Çünkü öğretmen,  geleceği yetiştirir.. Ufacık zihinleri yoğurarak, kendini ifade edip düşünebilen bir birey meydana getirir.

Öğretmenlerin varlığının olmadığı bir dünya, medeniyetini kaybetmeye mahkum bir dünya olacaktır.  Başöğretmen Mustafa Kemal Atatürk'ün de dediği gibi 'Ulusları kurtaracak yalnız ve ancak öğretmenlerdir. '

Atatürk’ün Millet Mekteplerinde bizzat tahta başında ders vermesinden sonra kendisine 11 Kasım 1928 yılında Başöğretmen ünvanı verilmesine karar verilmiş ve ulu önder Mustafa Kemal Atatürk’te Başöğretmenlik sıfatını 24 Kasım 1928 tarihinde kabul etmiştir. İşte bu sebepten dolayıdır ki Atatürk'ün doğumunun 100.yılı olan 1981 yılından beri 24 Kasım günü diğer dünya ülkelerinden farklı olarak 'Öğretmenler günü ' olarak ülkemizde kutlanmaktadır.

Öğretmenlik öylesine kutsal bir meslektir ki, 'Öğretmenler!  Yeni nesil sizlerin eseri olacaktır. ' sözü ile ülkenin geleceğini gençlere emanet eden Başöğretmen Gazi Mustafa Kemal Atatürk,  gençlerin anahtarını da öğretmenlere vermiştir.

Öğretmen demek, kısaca  bir ülkenin geleceği demektir. İyiyi ve doğruyu öğreten demektir. Öğretmenlerimizin  vereceği eğitimin kalitesi yükseldikçe,  ülkemizin kültür ve eğitimi hep üst seviyede olacaktır.

Bu mesleğe ömrünü adamış, işini severek yapan, kendinden çok öğrencilerini düşünen öyle öğretmenlerimiz vardır ki onların önünde saygıyla eğilmek gerekir. 

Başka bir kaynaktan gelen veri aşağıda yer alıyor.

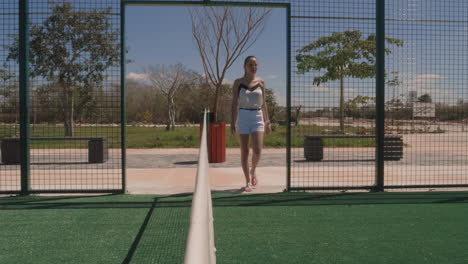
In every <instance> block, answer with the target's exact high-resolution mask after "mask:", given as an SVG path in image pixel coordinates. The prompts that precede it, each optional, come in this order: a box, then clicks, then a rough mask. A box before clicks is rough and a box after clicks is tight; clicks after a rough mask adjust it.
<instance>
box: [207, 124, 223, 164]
mask: <svg viewBox="0 0 468 264" xmlns="http://www.w3.org/2000/svg"><path fill="white" fill-rule="evenodd" d="M209 128H210V130H209V133H208V161H209V162H210V163H222V162H225V161H226V123H224V122H219V123H210V126H209Z"/></svg>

Öğretmenlerimize saygıda hiç bir zaman geri kalmamalıyız. Onları mesleklerinin her anında olduğu gibi meslek sonrası yaşamlarında da yalnız bırakmamalı ve her fırsatta arayıp sormalıyız. Unutmayalım ki “geçmişini bilmeyenler geleceğe ümitle bakamazlar” Bizlere geçmişimizi öğreten, geleceğe güvenle bakmamızı sağlayan öğretmenlerimize ne yapsak azdır.